The film opens with Judith (“Welcome to the Dollhouse’s” Heather Matarazzo) and her brainy older brother, Wesley (Zach Braff), waiting in a seedy bus station in upstate New York to be taken to separate destinations. He’s going to college; she’s there to visit her mother, Trix (Bebe Neuwirth), in a mental hospital. Like the losers and misfits who wander in and out of bars in Eugene O’Neill plays, the regulars at the bus station, especially the nonstop talker Jimmy, engage the young Judith and get her to tell her story. It’s not a pretty one.
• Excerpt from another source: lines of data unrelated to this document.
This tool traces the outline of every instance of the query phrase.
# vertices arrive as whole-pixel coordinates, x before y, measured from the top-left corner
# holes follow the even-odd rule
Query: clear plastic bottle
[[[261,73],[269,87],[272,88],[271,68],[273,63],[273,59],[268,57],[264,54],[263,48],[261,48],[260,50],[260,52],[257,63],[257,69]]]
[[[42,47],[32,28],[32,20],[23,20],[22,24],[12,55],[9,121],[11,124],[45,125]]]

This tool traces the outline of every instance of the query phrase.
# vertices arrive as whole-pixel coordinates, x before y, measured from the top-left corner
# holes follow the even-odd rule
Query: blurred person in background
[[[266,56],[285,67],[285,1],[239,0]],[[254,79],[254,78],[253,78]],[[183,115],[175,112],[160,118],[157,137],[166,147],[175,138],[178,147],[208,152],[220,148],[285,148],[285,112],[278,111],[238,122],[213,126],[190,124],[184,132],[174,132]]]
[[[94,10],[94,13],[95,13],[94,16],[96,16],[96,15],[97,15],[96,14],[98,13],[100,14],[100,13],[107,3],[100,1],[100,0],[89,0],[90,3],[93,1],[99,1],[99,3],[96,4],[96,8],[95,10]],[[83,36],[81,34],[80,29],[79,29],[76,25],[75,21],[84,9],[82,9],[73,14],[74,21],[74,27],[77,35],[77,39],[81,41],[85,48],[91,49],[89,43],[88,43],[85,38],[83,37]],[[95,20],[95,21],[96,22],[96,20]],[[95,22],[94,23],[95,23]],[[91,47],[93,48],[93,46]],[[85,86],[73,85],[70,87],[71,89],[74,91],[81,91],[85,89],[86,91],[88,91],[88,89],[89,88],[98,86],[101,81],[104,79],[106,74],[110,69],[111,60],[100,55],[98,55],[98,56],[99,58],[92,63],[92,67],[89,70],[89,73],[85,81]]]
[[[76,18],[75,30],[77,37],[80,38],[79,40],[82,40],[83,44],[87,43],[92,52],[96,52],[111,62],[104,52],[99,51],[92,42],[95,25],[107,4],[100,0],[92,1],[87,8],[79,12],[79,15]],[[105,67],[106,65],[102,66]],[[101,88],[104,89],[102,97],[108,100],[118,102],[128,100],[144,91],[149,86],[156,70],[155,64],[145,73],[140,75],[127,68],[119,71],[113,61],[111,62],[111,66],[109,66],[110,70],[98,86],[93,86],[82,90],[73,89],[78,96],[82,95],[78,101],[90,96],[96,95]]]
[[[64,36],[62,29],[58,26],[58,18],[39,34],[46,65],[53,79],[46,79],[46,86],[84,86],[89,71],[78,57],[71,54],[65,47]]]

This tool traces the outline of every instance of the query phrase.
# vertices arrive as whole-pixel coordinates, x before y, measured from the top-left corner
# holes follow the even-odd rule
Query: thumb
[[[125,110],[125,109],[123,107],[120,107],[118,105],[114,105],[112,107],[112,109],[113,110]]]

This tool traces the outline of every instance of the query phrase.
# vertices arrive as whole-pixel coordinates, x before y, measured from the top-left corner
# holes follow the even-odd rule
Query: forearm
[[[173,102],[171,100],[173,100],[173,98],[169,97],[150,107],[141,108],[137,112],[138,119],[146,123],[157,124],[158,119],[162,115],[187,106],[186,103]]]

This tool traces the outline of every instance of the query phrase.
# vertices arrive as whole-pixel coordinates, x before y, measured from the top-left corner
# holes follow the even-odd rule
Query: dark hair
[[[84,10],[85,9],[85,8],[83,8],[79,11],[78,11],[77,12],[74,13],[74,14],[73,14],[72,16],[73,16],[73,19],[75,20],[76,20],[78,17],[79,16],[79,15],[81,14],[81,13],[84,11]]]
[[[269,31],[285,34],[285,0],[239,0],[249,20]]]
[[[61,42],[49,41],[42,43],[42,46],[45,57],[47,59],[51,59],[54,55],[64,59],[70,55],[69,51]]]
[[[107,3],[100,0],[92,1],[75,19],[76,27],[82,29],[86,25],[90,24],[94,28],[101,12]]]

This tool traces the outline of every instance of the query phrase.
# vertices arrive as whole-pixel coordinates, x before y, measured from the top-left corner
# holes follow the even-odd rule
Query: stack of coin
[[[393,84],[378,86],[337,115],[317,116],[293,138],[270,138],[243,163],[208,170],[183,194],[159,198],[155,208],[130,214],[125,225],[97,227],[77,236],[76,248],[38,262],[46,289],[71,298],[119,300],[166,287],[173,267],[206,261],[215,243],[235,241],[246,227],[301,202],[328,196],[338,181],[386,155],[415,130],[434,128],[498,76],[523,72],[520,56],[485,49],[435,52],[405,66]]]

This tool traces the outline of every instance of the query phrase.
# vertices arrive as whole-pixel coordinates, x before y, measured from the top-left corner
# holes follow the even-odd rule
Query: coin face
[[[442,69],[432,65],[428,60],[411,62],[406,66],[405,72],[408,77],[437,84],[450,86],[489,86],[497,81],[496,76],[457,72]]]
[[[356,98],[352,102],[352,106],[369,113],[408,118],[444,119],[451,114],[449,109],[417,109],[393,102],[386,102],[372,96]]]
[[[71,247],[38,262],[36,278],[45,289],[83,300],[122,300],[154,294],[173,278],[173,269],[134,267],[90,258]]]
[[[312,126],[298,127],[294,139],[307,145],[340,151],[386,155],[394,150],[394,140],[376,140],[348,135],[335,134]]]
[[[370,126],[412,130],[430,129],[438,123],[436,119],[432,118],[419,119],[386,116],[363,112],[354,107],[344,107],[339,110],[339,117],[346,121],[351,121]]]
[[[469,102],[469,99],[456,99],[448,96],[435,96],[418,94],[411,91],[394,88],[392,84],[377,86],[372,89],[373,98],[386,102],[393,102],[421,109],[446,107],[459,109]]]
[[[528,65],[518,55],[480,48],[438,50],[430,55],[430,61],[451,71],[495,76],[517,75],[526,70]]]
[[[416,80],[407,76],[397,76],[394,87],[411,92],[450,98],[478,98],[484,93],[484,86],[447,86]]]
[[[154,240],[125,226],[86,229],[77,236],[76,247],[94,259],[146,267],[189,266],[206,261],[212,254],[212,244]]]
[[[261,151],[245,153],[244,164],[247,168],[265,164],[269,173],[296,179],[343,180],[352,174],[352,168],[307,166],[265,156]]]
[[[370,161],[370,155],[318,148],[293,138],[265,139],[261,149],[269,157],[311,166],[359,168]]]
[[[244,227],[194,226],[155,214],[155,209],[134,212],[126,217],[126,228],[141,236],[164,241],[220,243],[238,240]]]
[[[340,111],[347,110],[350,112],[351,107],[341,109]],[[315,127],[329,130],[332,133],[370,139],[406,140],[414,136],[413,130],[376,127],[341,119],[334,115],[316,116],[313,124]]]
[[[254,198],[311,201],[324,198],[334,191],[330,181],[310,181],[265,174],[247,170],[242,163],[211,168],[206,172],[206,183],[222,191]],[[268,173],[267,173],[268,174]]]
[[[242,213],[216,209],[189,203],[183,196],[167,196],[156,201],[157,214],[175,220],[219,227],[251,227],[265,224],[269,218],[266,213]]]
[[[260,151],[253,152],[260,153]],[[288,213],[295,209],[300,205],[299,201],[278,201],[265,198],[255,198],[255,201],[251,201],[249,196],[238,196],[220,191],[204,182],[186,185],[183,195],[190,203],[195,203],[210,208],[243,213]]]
As told in flashbacks, Judith and Wesley were raised, or rather barely tolerated, by their parents Trix and Darrell (Mark Blum), both failed entertainers who ended up on booze instead of Broadway. What unfolds is fairly predictable (parents fight, kids hide) until violence reaps the inevitable divorce. What sets Skyler’s film apart, aside from the uniformly terrific performances, are the subplots involving Oates’s cache of unforgettable characters.

There’s the gambling addict, Sonny (a delightfully debauched Chris Noth from “Sex and the City”), and his naive one-night stand, Irene (played by Tristine Skyler, the director’s sister and co-screenwriter), who can’t understand why Sonny won’t return her phone calls. Then there’s Leila Lee (the exquisite Mary McCormack), who married Bible-pounding Lamar only to end up witnessing Lamar’s son hatchet his father to death. Most memorable is Jimmy (Michael Weston), the bus-station gadfly who fills his own pained heart with other people’s stories. As he and Judith get to know one another, they silently come to the same conclusion: their futures are bound to be better than their pasts.